If you’re unfamiliar, March Madness pits 68 of the sport’s best teams against each other in a three-week pursuit of the national basketball championship. Win and you move on in the tournament. Lose and your season – and in many cases, your college playing career – is suddenly over.

The circumstances are different and the stakes are higher, but March Madness always reminds me of health care in a couple of ways.

First, there’s the fact that you cannot “take a day off” in the NCAA tournament. Where other sports use multi-game series to determine champions – a format that favors the better team – March Madness is a single-elimination event where underdogs routinely play the game of their lives and knock off a heavy favorite. One moment of sluggish play or lost focus can send you home, even against a team you might beat 99 out of 100 times.

Similarly, health care workers – including our top-notch crew at St. Charles – must bring their “A game” to work every day. That’s why everyone at our health system, from the frontline caregivers to our executive team, is constantly working to hone our policies, streamline our processes and improve our procedures, all in the name of better care. Our patients and their families expect nothing less, and neither do we.

The other parallel I see between March Madness and health care is the importance of excellent teamwork. Unlike in the NBA, where a couple of superstars can carry a team to a championship, the winner of the NCAA tournament is usually a collection of players with different skillsets who work closely together to accomplish a common goal.
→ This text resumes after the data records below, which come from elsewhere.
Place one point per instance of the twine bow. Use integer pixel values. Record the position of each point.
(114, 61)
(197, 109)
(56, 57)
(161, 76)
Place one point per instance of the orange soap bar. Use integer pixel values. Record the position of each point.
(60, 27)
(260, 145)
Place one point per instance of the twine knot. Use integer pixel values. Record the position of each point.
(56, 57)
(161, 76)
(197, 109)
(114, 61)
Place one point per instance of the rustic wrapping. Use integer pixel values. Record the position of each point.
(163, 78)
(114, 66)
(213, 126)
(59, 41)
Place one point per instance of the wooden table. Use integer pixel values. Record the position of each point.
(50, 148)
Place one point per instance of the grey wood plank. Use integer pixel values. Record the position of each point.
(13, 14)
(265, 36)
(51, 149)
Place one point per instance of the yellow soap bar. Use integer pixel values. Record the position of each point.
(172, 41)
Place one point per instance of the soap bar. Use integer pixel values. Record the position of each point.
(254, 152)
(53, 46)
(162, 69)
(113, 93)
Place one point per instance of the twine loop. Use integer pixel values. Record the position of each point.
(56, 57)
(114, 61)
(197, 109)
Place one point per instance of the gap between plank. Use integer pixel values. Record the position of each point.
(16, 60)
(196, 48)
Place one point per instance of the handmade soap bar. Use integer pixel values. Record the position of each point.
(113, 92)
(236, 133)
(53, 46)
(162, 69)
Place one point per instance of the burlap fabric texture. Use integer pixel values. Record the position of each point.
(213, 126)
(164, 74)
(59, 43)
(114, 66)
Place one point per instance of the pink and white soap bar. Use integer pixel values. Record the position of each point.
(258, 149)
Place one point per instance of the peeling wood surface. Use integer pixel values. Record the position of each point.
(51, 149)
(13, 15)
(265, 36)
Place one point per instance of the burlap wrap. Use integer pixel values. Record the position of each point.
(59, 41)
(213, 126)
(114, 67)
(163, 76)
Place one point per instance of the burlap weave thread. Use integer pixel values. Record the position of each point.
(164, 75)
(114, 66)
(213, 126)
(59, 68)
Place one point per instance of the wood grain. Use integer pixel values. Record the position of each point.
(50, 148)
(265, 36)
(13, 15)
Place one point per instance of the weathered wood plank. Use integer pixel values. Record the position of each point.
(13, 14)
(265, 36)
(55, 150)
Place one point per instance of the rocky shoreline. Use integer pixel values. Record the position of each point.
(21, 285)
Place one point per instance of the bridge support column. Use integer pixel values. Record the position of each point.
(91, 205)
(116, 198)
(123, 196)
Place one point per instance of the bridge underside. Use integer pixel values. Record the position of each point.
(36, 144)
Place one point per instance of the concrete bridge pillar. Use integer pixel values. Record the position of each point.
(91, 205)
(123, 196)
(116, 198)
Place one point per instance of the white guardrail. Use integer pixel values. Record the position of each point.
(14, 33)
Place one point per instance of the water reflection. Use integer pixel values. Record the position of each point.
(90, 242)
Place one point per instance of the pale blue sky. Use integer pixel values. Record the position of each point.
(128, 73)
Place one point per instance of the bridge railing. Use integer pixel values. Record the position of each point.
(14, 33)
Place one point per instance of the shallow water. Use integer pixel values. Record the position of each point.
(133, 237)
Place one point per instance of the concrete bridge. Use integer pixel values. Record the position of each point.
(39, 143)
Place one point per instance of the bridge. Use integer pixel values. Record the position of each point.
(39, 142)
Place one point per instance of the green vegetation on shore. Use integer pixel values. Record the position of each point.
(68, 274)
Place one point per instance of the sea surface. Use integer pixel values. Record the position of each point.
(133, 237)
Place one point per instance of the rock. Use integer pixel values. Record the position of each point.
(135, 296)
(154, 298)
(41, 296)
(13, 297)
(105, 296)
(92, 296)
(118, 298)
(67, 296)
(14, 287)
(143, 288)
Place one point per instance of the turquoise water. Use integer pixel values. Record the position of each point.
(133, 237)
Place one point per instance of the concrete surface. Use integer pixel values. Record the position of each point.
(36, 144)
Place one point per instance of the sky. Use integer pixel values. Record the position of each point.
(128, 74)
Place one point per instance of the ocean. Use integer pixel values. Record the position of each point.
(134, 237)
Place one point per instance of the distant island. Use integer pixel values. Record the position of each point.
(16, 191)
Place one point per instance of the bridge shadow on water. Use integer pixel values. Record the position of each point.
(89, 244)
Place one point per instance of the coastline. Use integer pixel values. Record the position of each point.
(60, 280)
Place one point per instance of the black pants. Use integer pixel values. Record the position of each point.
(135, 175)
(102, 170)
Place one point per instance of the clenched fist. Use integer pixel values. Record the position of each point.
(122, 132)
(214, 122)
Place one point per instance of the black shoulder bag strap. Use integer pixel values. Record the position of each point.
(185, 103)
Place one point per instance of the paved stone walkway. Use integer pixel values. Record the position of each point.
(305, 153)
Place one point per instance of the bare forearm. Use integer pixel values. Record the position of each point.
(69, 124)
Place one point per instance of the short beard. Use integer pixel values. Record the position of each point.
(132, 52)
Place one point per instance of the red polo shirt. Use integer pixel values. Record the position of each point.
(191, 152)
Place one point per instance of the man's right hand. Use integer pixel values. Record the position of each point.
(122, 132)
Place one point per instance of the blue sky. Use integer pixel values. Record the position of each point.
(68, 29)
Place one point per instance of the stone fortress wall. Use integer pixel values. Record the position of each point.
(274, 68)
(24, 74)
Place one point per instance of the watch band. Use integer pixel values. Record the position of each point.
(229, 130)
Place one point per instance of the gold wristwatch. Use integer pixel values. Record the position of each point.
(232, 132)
That’s the beauty of the college game. It’s also the beauty of overseeing a health system, where every single person has a job to do, and every one of them should be doing that job with a common goal in mind: to best serve our patients. Certainly, our doctors and nurses get the most one-on-one time with patients, and their role in patient satisfaction is key. But your St. Charles experience starts with your first phone call or visit to our website, and it continues through registration, multiple visits to different departments and your post-procedural care. Your impression of our organization can be affected by your spouse’s visit to the cafeteria, or an interaction with our billing department, or the demeanor of the caregiver who arrives in your room to change your pillowcase.

The point is this: Any one person can provide great care, but it takes a team of great caregivers working together to be a world-class health care organization. I feel privileged to lead St. Charles in our pursuit of that goal.